In February 2018, leaked documents revealed that the Vatican had asked the Papal Foundation, a U.S.-based charity, for $25 million to help bail out IDI, which had filed for bankruptcy after a staggering 800 million euros went “missing.”

A 2015 criminal investigation into corruption at IDI led to an indictment of 40 persons, charged with a total of 144 counts of crimes, including fraudulent bankruptcy, the issuance of false invoices, concealment of accounting records, embezzlement, and tax evasion. The alleged financial fraud became one of the Church’s largest economic scandals in recent memory.

Last fall, Vatican security carried out an unprecedented internal raid on the offices of the Secretariat of State and the Financial Information Authority, which oversees the Vatican Bank. Vatican gendarmes confiscated documents and electronic devices, and five Vatican employees were suspended on allegations of financial wrongdoing involving property dealings in London’s upscale Chelsea district worth some $350 million.
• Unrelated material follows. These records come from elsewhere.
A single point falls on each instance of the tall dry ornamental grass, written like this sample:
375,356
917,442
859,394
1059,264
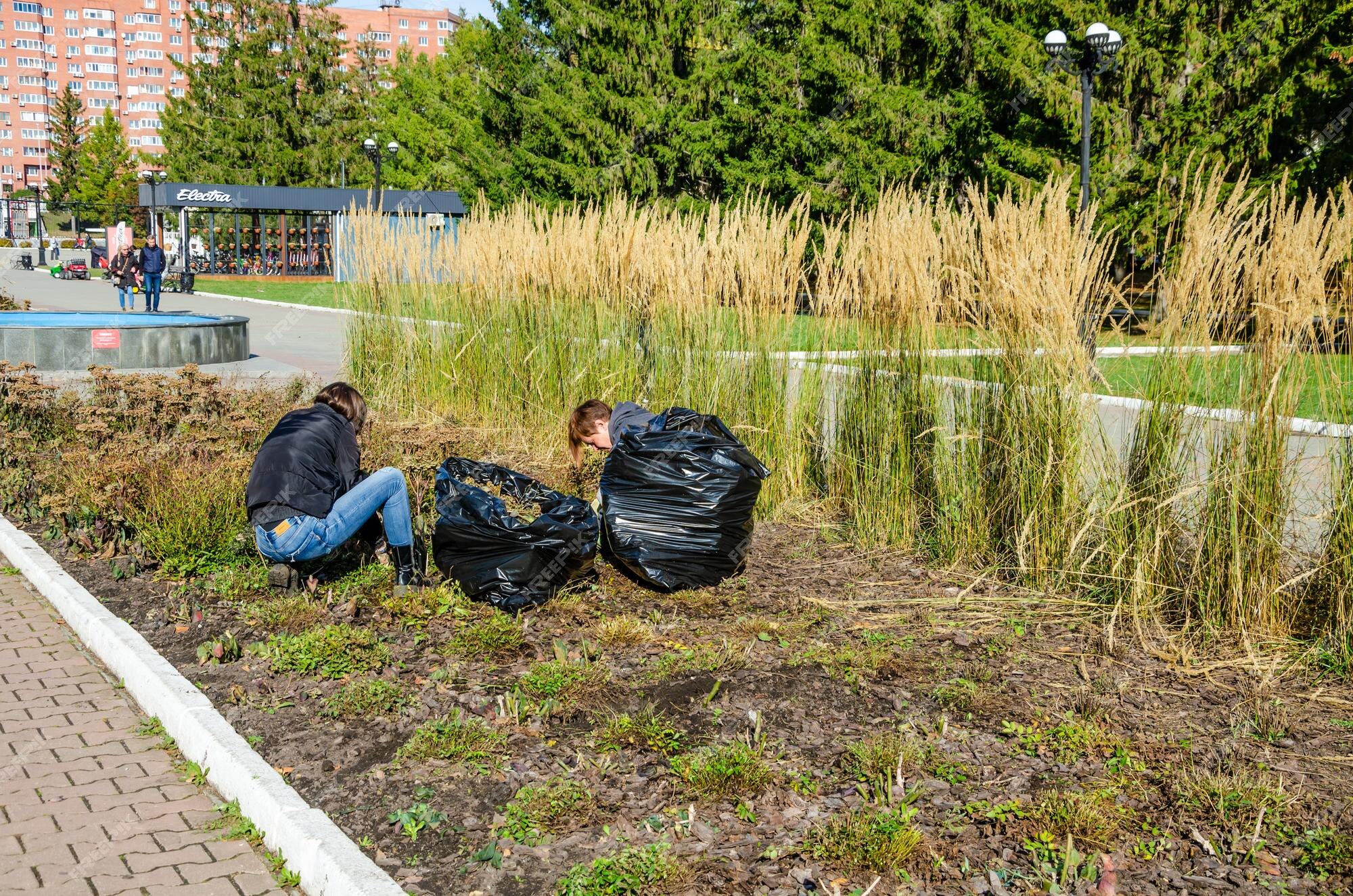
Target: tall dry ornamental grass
917,371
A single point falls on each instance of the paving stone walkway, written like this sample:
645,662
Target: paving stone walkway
87,805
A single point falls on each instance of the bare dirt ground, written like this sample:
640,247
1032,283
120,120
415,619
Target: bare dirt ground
1011,724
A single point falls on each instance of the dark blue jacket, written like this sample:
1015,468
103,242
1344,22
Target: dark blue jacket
152,260
309,461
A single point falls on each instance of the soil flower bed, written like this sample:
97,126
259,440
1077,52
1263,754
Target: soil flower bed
830,717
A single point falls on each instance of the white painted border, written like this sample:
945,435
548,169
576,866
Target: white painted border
329,864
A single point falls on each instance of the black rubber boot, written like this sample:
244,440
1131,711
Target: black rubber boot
407,575
285,578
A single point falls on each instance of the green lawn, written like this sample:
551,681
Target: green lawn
1329,382
321,293
1327,387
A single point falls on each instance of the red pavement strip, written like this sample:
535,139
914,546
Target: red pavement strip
87,805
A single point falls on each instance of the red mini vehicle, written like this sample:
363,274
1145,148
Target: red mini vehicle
75,270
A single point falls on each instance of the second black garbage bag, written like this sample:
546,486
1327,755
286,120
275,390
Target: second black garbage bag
499,555
679,500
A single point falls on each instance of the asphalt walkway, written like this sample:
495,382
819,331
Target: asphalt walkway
87,805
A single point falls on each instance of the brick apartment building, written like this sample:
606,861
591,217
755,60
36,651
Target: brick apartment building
120,55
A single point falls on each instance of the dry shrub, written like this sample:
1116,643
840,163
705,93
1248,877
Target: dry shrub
189,515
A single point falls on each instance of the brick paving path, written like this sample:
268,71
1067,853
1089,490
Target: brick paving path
86,804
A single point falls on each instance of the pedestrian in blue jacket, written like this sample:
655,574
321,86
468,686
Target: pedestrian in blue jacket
152,268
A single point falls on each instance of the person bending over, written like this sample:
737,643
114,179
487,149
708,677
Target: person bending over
306,494
595,423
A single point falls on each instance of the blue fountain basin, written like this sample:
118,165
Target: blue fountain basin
78,340
102,319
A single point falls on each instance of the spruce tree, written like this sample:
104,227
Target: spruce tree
64,149
271,105
109,170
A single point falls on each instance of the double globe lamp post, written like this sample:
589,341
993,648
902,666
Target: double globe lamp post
377,156
151,178
1097,55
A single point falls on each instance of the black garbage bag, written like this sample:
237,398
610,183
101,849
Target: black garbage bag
679,498
495,555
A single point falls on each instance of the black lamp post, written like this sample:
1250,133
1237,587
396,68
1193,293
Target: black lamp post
150,176
377,156
1097,55
43,248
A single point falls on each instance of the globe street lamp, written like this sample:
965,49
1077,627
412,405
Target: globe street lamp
1098,53
377,156
43,248
150,176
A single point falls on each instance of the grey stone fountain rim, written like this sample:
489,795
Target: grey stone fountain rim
140,320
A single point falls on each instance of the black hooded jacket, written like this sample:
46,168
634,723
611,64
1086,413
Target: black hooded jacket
308,462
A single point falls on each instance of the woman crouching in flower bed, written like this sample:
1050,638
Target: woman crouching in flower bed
308,494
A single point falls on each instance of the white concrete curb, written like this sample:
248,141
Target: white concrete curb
329,864
320,308
286,305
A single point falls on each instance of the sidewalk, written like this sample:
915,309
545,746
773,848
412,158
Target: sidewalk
86,804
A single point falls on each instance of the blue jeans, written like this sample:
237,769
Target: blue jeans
154,291
305,538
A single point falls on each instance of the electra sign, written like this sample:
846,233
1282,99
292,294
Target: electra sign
187,194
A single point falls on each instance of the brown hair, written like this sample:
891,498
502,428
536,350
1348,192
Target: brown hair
584,423
347,401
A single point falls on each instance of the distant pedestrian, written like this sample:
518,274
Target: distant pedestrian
122,273
152,264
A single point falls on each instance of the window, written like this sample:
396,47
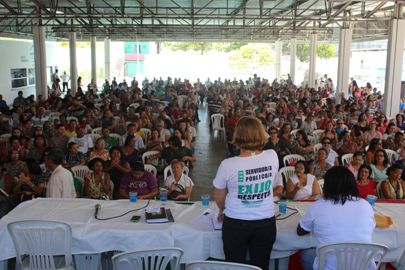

The real estate deal reportedly cost the Vatican millions of euros in payments to middlemen.

One of the five Vatican staff caught up in the October 2 raid was Monsignor Mauro Carlino, a former secretary and longtime aide to Becciu, who resided in the Vatican’s Casa Santa Marta, where Pope Francis lives.

It was reportedly Becciu who blocked an external audit of all Vatican departments in 2016, which was to be carried out by the accounting firm PricewaterhouseCoopers.

Becciu was also responsible for the dismissal of the Vatican’s first-ever auditor general, Libero Milone, in 2017. Suspicions have been raised that both Pell’s prosecution in Australia for alleged abuse, which resulted in his removal from his post as economic czar in the Vatican, and the firing of the auditor general, were driven at least in part by Becciu’s efforts to cover his tracks and avoid an investigation into his dealings.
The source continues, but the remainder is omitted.